Blandy, Cornell und Hendricks standen hinter der Eismauer und blickten hinunter aufs Meer. Das sowjetische U-Boot war noch immer da. Es tanzte in der noch unruhigen See und schien unendlich viel Zeit zu haben.
«Sie machen tatsächlich Grönland-Urlaub!«sagte Blandy sarkastisch.»Es kommt alles, so wie ich's geahnt habe. Nicholson muß weiter auf Grund liegen, bewegungslos und stumm wie das Grab. Wenn die da unten nicht verrückt werden, schreib ich dem Papst nach Rom, er soll's als Wunder anerkennen. Und wir werden zu Fuß losziehen!«
Die Stimmung war trotz dieser Aussichten in den vergangenen Tagen gut gewesen. Ein Kommando aus neun Mann, mit Stricken miteinander verbunden, hatte es tatsächlich fertiggebracht, mitten im Sturm die Gasflaschen zu finden. Sie hatten allerdings Glück gehabt.
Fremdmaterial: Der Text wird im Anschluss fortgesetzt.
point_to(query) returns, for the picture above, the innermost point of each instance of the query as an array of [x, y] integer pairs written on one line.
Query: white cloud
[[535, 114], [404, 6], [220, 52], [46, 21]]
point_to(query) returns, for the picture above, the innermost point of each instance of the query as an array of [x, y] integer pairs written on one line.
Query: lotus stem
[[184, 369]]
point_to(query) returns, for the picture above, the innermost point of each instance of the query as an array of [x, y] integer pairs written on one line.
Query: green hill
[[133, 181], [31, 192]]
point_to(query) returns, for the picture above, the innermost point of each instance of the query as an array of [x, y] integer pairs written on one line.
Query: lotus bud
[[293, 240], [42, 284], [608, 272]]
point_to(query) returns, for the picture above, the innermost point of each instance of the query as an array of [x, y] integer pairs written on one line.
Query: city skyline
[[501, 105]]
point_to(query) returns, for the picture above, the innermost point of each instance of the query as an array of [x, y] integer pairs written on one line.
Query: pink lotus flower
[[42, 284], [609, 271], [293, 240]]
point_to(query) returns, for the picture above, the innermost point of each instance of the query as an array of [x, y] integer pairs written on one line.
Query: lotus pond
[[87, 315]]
Schon beim zweiten Materialhaufen stießen sie auf die Flaschen sowie auf Kisten mit Wurst, Gebäck und Milchkakaopulver. Blandy brachte drei große Dosen davon hinüber zu den Mädchen. Er brüllte ins Zelt, durch den Schlitz des Reißverschlusses:»Einen guten Kaffeeklatsch mit Kakao! Kakao ist gesund und gibt Kraft. «Dann kämpfte er sich wieder zum Lager durch und schleppte die Kisten zu den übrigen Zelten. Die Eimer mit den Fäkalien wurden ausgeschüttet — der Sturm riß sie gleich mit und zerstäubte sie.